Identifying Tampered Radio-Frequency Transmissions in LoRa Networks Using Machine Learning
Abstract
:1. Introduction
- We have generated a comprehensive dataset consisting of benign samples and tampered signals on LoRa transmissions. The dataset captures both normal and manipulated frequency signals, offering a diverse collection of real-world data for thorough analysis.
- We provide an anomaly detection system for LoRa networks that is based on machine learning. To identify tampered radio frequencies in LoRa-based IoT systems, our method combines several sophisticated algorithms, including Autoencoder, Local Outlier Factor (LOF), Principal Component Analysis (PCA), Variational Autoencoder, and Isolation Forest. Several challenges have been addressed in applying these algorithms to identity tampered signals on LoRa transmissions.
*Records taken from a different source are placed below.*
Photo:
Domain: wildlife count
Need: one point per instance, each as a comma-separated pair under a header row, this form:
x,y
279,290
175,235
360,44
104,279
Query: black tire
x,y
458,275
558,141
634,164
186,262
- Using real datasets, extensive experiments have been conducted, revealing significant improvements in detection performance. The Local Outlier Factor (LOF) algorithm achieved the highest detection accuracy at 97.78%, closely followed by the Variational Autoencoder, Principal Component Analysis, and Autoencoder with 97.27% accuracy, respectively, while the Isolation Forest demonstrated lower performance at 84.49%.
2. Related Works
3. System Architecture
Hardware Components
- The MKRWAN1310 devices serve as both the transmitter and receiver units in the LoRa network, playing a central role in data collection and anomaly detection. Figure 2 demonstrates the setup that we use. Each MKRWAN1310 device operates at a frequency of 915 MHz with a bandwidth of 500 kHz and a spreading factor of 5, ensuring effective and reliable communication within the LoRa network. The devices are equipped with an Atmel ATSAMD21 microcontroller featuring a 32-bit ARM Cortex-M0+ core, 256 KB of flash memory, and 32 KB of SRAM. They offer various interfaces, including UART, SPI, and I2C, and operate within a voltage range of 3.3 V to 5 V. Integrated with the Semtech SX1276 LoRa transceiver, the MKRWAN1310 supports long-range communication with an adaptive data rate and low power consumption.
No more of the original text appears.